The motet is a marvel of musical craftsmanship: not only does it utilize the Gregorian chant in its entirety in the Alto voice, but its structure is a strict double canon throughout: Soprano/Alto sing one strict canon; Tenor/Bass sing a different strict canon. Performed by Voces Novae et Antiquae under my direction May 16, 2004, in Philadelphia, PA.
The performing edition is also available from me directly: <firstname.lastname@example.org>
Background from Wikipedia:
The *Salve Regina,* also known as the "Hail Holy Queen," is a Marian hymn and one of four Marian antiphons sung at different seasons within the Christian liturgical calendar of the Roman Catholic Church. The *Salve Regina* is traditionally sung at Compline in the time from the Saturday before Trinity Sunday until the Friday before the first Sunday of Advent. "Hail Holy Queen" is also the final prayer of the Rosary.

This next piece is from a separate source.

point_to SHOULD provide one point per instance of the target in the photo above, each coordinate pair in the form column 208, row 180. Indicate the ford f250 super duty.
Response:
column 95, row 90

The work was composed during the Middle Ages by German monk Hermann of Reichenau and originally appeared in Latin, the prevalent language of Western Christianity until modern times.
Salve, Regina, Mater misericordiæ,
vita, dulcedo, et spes nostra, salve.
Ad te clamamus exsules filii Hevæ,
Ad te suspiramus, gementes et flentes
in hac lacrimarum valle.
Eia, ergo, advocata nostra, illos tuos
misericordes oculos ad nos converte;
Et Jesum, benedictum fructum ventris tui,
nobis post hoc exsilium ostende.
O clemens, O pia, O dulcis Virgo Maria.
Hail, holy Queen, Mother of Mercy,
hail our life, our sweetness and our hope.
To thee do we cry, poor banished children of Eve;
to thee do we send up our sighs,
mourning and weeping in this valley of tears.
Turn then, most gracious advocate,
thine eyes of mercy toward us;
and after this our exile,
show unto us the blessed fruit of thy womb, Jesus.
O clement, O loving, O sweet Virgin Mary.